Columbus Police Officers subdued a non-violent double-amputee protestor and took off his prosthetic legs. “I’ll take one of those” said the lawyer he later hired to sue the cops.

The Barcelona Opera performed with an audience of 2,300 plants in their theatre’s seats. 1,900 of the plants died of boredom.

Comedian D.L. Hughley tested positive for COVID-19 after collapsing onstage during a performance at Zanies comedy club in Nashville. The club booked Rob Schneider for four shows this weekend to keep people away.

The National Hockey League will begin its Stanley Cup Playoff tournament on July 30th, in hub cities that can still make ice.

Michael Keaton is reportedly in talks to return as Batman in an upcoming movie about The Flash. The story centers around Batman mentoring The Flash during lightning-fast trips to and from the senior center.

A homeowner in Sunbury, PA spray-painted WIGHTE LIVES MATTER on their own picket fence. No charges were filed against the homeowner, Wilma Wighte.

A movement is underway to change the name of The Masters golf tournament, saying it’s rooted in slavery.  Ideas include reverting to its pre-1939 name, Augusta National Invitational, or the less-popular The Supervisors.

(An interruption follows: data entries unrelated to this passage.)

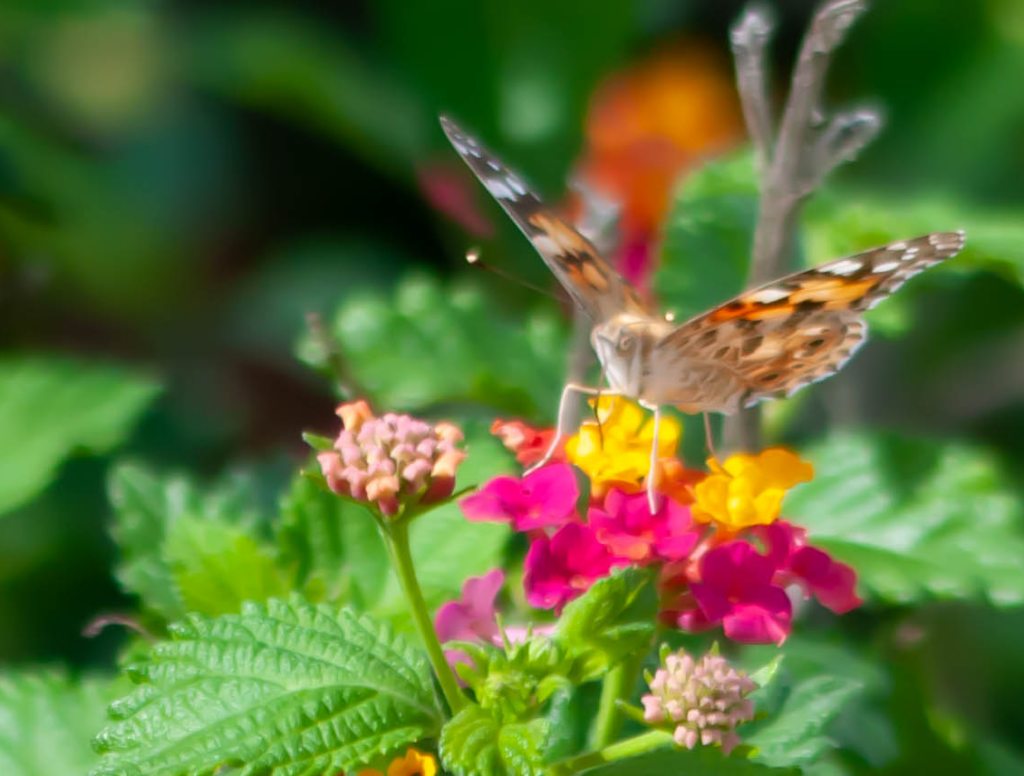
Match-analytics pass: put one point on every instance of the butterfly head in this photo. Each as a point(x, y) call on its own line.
point(623, 345)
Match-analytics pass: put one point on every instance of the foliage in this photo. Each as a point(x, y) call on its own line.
point(915, 519)
point(336, 689)
point(86, 407)
point(475, 743)
point(47, 719)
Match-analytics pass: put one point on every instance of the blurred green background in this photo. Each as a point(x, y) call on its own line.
point(181, 183)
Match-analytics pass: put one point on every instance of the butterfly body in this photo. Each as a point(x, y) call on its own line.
point(765, 343)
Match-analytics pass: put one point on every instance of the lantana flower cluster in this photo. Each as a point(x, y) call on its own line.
point(700, 701)
point(391, 460)
point(724, 556)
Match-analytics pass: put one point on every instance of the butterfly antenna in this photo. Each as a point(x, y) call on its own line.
point(473, 259)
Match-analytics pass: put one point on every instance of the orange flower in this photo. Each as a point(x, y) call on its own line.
point(616, 454)
point(748, 490)
point(649, 123)
point(414, 764)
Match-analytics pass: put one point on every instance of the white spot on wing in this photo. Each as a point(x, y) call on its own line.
point(545, 245)
point(499, 188)
point(767, 296)
point(516, 185)
point(843, 267)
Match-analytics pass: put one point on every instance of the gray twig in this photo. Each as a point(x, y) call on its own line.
point(808, 145)
point(599, 223)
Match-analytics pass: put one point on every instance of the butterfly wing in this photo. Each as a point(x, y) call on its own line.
point(773, 340)
point(598, 289)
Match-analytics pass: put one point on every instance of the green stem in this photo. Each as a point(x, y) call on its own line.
point(396, 539)
point(619, 750)
point(617, 686)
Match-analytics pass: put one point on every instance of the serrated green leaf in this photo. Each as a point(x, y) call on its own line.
point(182, 549)
point(217, 566)
point(952, 531)
point(613, 618)
point(515, 365)
point(47, 721)
point(51, 407)
point(284, 689)
point(702, 761)
point(708, 236)
point(474, 743)
point(796, 735)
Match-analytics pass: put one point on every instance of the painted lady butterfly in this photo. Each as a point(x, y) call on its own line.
point(766, 343)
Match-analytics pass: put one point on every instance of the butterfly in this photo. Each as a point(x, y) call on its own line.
point(765, 343)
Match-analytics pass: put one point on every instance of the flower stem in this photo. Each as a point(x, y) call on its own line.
point(652, 739)
point(396, 537)
point(617, 686)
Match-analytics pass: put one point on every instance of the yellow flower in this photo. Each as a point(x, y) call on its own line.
point(617, 453)
point(748, 489)
point(414, 764)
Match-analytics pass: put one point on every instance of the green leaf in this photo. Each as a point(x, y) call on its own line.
point(183, 549)
point(333, 543)
point(474, 743)
point(795, 735)
point(702, 761)
point(390, 344)
point(914, 520)
point(708, 236)
point(281, 689)
point(218, 566)
point(51, 407)
point(612, 619)
point(47, 721)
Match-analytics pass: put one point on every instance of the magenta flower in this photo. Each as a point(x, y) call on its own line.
point(562, 567)
point(472, 617)
point(832, 583)
point(736, 590)
point(545, 498)
point(626, 525)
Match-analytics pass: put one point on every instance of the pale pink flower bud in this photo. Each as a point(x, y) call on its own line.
point(701, 701)
point(392, 460)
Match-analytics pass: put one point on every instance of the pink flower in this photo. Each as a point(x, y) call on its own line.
point(832, 583)
point(628, 528)
point(562, 567)
point(390, 460)
point(700, 701)
point(545, 498)
point(472, 617)
point(736, 590)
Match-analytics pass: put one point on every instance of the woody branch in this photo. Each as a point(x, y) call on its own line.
point(808, 145)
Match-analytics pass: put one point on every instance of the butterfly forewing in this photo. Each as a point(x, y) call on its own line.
point(775, 339)
point(598, 289)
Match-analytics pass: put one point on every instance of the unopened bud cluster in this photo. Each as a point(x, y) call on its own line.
point(390, 460)
point(701, 700)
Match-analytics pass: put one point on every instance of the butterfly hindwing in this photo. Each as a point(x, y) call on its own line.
point(598, 289)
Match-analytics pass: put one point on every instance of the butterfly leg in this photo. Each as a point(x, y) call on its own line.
point(652, 496)
point(709, 436)
point(563, 405)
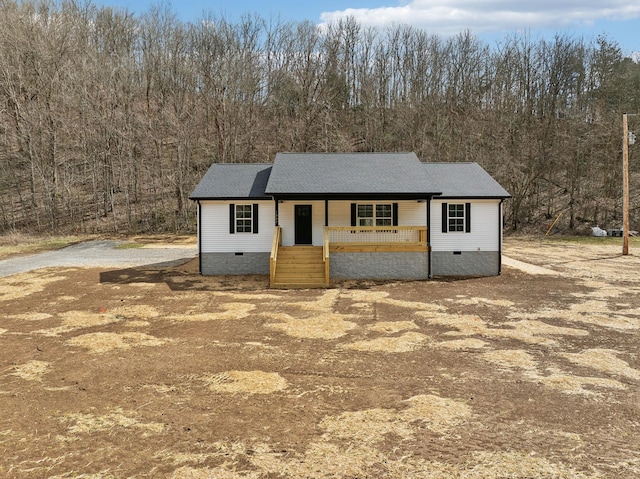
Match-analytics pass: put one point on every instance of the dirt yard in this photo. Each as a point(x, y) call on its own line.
point(162, 373)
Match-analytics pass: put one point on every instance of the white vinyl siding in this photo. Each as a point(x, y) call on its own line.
point(485, 227)
point(410, 212)
point(214, 228)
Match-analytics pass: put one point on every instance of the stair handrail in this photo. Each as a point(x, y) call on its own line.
point(273, 258)
point(325, 254)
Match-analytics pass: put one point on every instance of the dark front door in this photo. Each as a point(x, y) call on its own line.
point(303, 224)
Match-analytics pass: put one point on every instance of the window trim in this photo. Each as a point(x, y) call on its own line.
point(244, 224)
point(392, 218)
point(252, 218)
point(465, 218)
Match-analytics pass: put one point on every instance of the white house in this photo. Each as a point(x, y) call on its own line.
point(310, 217)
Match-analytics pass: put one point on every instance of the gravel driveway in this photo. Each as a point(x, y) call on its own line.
point(103, 253)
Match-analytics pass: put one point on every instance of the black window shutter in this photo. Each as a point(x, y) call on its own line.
point(467, 217)
point(255, 218)
point(445, 219)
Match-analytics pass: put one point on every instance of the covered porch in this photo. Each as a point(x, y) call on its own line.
point(360, 250)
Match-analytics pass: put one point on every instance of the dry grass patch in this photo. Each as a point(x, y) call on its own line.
point(391, 327)
point(400, 344)
point(325, 302)
point(368, 426)
point(322, 326)
point(32, 371)
point(462, 344)
point(137, 324)
point(139, 311)
point(604, 360)
point(322, 460)
point(230, 311)
point(97, 343)
point(87, 423)
point(21, 285)
point(215, 473)
point(76, 320)
point(570, 384)
point(248, 382)
point(30, 316)
point(594, 312)
point(482, 301)
point(511, 359)
point(527, 331)
point(516, 465)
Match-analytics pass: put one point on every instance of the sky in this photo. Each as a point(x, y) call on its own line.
point(491, 20)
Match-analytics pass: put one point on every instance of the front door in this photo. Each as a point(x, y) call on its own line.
point(303, 224)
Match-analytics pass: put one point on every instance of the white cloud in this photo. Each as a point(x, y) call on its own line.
point(479, 16)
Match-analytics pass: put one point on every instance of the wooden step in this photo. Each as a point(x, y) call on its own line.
point(299, 267)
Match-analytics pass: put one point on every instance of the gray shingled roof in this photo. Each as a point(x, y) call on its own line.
point(345, 173)
point(233, 181)
point(463, 180)
point(336, 174)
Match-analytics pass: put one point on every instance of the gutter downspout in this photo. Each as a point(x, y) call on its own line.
point(500, 237)
point(429, 270)
point(199, 237)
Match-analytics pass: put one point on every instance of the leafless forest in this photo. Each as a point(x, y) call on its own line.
point(108, 119)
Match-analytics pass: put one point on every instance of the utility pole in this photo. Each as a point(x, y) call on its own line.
point(625, 186)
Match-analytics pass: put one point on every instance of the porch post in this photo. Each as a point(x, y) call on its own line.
point(429, 270)
point(326, 212)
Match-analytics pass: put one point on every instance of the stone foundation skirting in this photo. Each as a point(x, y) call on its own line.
point(381, 265)
point(465, 263)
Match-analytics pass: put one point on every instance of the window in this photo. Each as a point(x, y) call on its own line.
point(456, 216)
point(375, 215)
point(244, 219)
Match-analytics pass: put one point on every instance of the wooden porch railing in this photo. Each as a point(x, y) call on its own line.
point(416, 235)
point(277, 241)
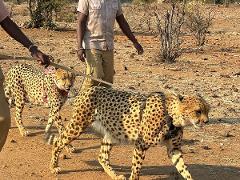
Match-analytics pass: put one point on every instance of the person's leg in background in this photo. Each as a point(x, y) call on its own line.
point(108, 66)
point(5, 120)
point(94, 62)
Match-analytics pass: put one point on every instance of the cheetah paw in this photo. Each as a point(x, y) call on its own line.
point(25, 133)
point(55, 170)
point(120, 177)
point(70, 149)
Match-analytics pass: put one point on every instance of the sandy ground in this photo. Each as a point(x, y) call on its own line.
point(211, 153)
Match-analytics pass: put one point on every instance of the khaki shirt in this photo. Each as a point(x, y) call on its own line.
point(100, 22)
point(3, 11)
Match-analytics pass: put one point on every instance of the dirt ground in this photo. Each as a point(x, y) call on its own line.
point(211, 153)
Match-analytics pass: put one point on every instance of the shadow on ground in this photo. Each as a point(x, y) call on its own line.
point(198, 171)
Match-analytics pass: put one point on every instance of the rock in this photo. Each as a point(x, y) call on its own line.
point(227, 134)
point(206, 147)
point(13, 141)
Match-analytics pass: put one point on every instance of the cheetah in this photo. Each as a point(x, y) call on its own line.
point(25, 83)
point(144, 120)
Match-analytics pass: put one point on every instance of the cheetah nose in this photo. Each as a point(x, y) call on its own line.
point(206, 121)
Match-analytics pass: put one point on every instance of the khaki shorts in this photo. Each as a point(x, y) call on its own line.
point(4, 114)
point(100, 64)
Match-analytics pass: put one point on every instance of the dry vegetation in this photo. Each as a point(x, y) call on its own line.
point(212, 71)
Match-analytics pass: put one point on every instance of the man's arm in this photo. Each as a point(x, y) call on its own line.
point(127, 31)
point(81, 28)
point(15, 32)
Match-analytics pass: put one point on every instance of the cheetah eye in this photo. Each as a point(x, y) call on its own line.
point(198, 112)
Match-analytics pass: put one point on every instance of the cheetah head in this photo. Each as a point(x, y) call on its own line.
point(193, 110)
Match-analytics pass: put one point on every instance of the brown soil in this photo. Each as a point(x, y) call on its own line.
point(211, 153)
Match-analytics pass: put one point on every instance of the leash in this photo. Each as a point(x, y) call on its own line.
point(77, 73)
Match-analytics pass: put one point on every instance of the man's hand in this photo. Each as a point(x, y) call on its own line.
point(42, 58)
point(81, 54)
point(138, 48)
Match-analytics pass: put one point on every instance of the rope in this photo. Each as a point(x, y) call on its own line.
point(76, 73)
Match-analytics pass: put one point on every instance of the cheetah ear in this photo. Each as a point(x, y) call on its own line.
point(180, 97)
point(50, 70)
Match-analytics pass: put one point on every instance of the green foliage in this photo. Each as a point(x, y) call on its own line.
point(42, 12)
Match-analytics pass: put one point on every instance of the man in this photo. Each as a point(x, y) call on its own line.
point(95, 37)
point(14, 31)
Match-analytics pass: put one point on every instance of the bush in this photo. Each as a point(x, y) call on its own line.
point(42, 12)
point(198, 21)
point(169, 29)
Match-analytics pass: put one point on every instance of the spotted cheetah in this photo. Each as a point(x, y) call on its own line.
point(145, 120)
point(25, 83)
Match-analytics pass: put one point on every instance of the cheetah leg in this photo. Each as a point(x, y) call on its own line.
point(53, 117)
point(138, 157)
point(71, 132)
point(104, 156)
point(56, 118)
point(18, 118)
point(175, 155)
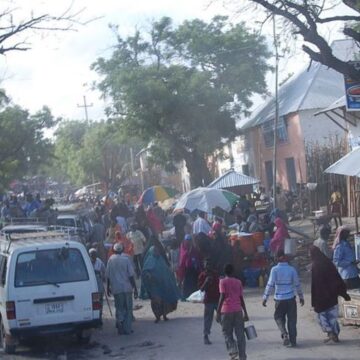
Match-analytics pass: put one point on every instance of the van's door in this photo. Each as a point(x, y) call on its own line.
point(53, 286)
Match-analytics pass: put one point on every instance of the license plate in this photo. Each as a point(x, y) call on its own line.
point(54, 308)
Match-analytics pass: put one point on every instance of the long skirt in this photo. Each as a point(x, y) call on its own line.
point(328, 320)
point(161, 308)
point(190, 282)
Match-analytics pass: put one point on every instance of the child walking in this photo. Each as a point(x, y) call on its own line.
point(209, 283)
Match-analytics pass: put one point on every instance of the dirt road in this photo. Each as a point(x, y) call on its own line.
point(181, 338)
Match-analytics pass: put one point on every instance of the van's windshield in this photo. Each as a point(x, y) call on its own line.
point(51, 266)
point(69, 222)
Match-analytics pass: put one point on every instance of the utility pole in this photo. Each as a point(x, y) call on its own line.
point(276, 120)
point(85, 106)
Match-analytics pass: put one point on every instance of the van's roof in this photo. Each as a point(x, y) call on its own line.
point(23, 228)
point(68, 216)
point(33, 240)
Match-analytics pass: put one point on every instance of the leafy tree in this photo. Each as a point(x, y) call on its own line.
point(304, 18)
point(95, 151)
point(180, 89)
point(24, 147)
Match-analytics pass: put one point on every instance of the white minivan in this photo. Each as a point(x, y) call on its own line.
point(47, 286)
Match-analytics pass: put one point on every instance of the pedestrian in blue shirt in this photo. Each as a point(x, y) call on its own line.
point(344, 259)
point(285, 281)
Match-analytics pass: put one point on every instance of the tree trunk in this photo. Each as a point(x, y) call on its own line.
point(199, 172)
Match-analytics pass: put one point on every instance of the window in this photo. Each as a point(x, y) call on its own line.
point(245, 169)
point(291, 173)
point(268, 132)
point(51, 266)
point(269, 173)
point(3, 263)
point(244, 144)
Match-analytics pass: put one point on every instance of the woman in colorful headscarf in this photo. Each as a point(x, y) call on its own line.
point(278, 241)
point(126, 243)
point(326, 286)
point(189, 267)
point(344, 259)
point(160, 285)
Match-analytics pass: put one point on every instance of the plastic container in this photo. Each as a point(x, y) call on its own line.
point(290, 247)
point(247, 245)
point(252, 277)
point(258, 238)
point(250, 332)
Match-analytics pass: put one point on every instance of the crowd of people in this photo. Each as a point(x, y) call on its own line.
point(200, 256)
point(132, 258)
point(28, 206)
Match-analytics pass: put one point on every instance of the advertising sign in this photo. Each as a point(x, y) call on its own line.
point(352, 91)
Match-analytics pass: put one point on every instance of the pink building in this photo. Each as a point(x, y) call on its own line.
point(300, 98)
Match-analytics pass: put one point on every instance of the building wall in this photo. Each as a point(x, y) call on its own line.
point(319, 128)
point(293, 148)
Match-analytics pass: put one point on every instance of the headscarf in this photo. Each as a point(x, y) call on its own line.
point(189, 257)
point(158, 280)
point(281, 233)
point(128, 247)
point(326, 283)
point(337, 235)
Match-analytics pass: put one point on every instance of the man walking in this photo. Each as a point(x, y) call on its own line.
point(100, 270)
point(138, 240)
point(120, 274)
point(231, 313)
point(201, 225)
point(285, 280)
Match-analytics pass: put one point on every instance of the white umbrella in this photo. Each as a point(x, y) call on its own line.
point(348, 165)
point(206, 199)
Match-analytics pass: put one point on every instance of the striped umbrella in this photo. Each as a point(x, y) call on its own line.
point(206, 199)
point(157, 194)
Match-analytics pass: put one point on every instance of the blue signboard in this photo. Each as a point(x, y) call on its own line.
point(352, 91)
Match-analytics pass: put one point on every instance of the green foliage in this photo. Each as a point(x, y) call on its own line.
point(180, 89)
point(24, 147)
point(95, 151)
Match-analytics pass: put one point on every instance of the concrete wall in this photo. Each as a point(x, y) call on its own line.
point(293, 148)
point(319, 128)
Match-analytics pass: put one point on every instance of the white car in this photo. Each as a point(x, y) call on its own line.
point(47, 286)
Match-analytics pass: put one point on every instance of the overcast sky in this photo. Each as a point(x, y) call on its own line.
point(56, 71)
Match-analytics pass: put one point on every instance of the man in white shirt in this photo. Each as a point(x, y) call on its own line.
point(321, 242)
point(120, 274)
point(201, 225)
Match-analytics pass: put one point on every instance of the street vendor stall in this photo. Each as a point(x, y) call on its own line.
point(349, 165)
point(235, 182)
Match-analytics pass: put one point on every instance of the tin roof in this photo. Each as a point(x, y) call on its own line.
point(232, 179)
point(314, 87)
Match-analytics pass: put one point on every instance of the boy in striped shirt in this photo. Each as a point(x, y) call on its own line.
point(285, 280)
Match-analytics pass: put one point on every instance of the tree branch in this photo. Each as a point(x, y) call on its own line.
point(333, 62)
point(338, 18)
point(352, 33)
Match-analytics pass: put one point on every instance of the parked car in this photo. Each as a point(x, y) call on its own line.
point(47, 287)
point(76, 225)
point(23, 228)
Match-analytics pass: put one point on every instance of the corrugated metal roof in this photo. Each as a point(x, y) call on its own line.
point(348, 165)
point(313, 88)
point(231, 179)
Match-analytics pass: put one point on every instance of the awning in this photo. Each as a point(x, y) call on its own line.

The Pennsylvania Board of Cosmetology is rejecting licenses for hair stylists and eyebrow technicians because of past misdemeanor criminal convictions. Residents are urged to keep a clean driving record and not steal if they want to ruin someone’s hair & makeup.

Email software company Boomerang claims emails that close with a “thankful message” are returned at a 36% higher rate. Also, emails that close with “go f*** yourself” are returned at a 98% higher rate.